Forest of Hope planted in Beachburg, Ont.

Canada’s first Forest of Hope in support of suicide prevention was planted in Beachburg, Ont., on Saturday.

Forestry technician students from Algonquin College’s Pembroke campus planted 1,500 white spruce, red pine, and white pine trees in an area just off Beachburg Road.

“It’s a place where people who have lost loved ones to suicide can come, congregate, remember, and know that there’s a Tree of Hope planted in that person’s memory,” said Erika Luoma with the Canadian Association for Suicide Prevention (CASP).

According to CASP, 11 Canadians are lost every day to suicide, totalling more than 4,000 deaths by suicide in Canada each year.

“We hope that this Forest of Hope will give inspiration and hope and show that things can be done for suicide prevention in memory of those who have been lost,” said Luoma.

The Canadian Association for Suicide Prevention Forst of Hope sign in Beachburg, Ont. (John Pineau/Algonquin College)

Among the roughly 50 Algonquin students that turned out Saturday was Ashley MacRae.

“I am out here for my brother, I am out here for my best friend,” MacRae told CTV News Ottawa.

“They have gone through many struggles and it is just amazing to see how resilient they are and it’s amazing to see how their strength parallels the strength of these trees.”

MacRae hopes those who visit the new Forest of Hope over the coming years will find inspiration and connection through the trees around them.

“These trees are really just surviving no matter what hits them and they’re growing through it,” MacRae says. “I saw a tree the other day that was almost parallel to the ground and the branches were shooting upwards, still had leaves on them.”

The addition of new life to the Beachburg forest also provides opportunities for future forestry students, who will use the area as an outdoor classroom for generations to come.

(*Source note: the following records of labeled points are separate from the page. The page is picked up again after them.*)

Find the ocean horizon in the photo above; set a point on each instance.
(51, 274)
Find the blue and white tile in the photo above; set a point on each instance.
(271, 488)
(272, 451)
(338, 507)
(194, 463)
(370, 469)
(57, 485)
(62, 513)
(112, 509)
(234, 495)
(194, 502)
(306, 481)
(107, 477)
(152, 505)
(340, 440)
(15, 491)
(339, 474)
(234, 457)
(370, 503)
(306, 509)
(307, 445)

“Going forward for the next 50, 100 years even we get to monitor all this and the students benefit from it,” said Peter Arbour, the program coordinator for Algonquin’s Forestry Technician stream.

“The activities that we have them perform on this woodlot and other places is a direct emulation of what they would need for industry work.”

Luoma says CASP hopes to build off the success of their first Forest of Hope.

“We want to be able to establish forests of hope in different communities across Canada in years to come.”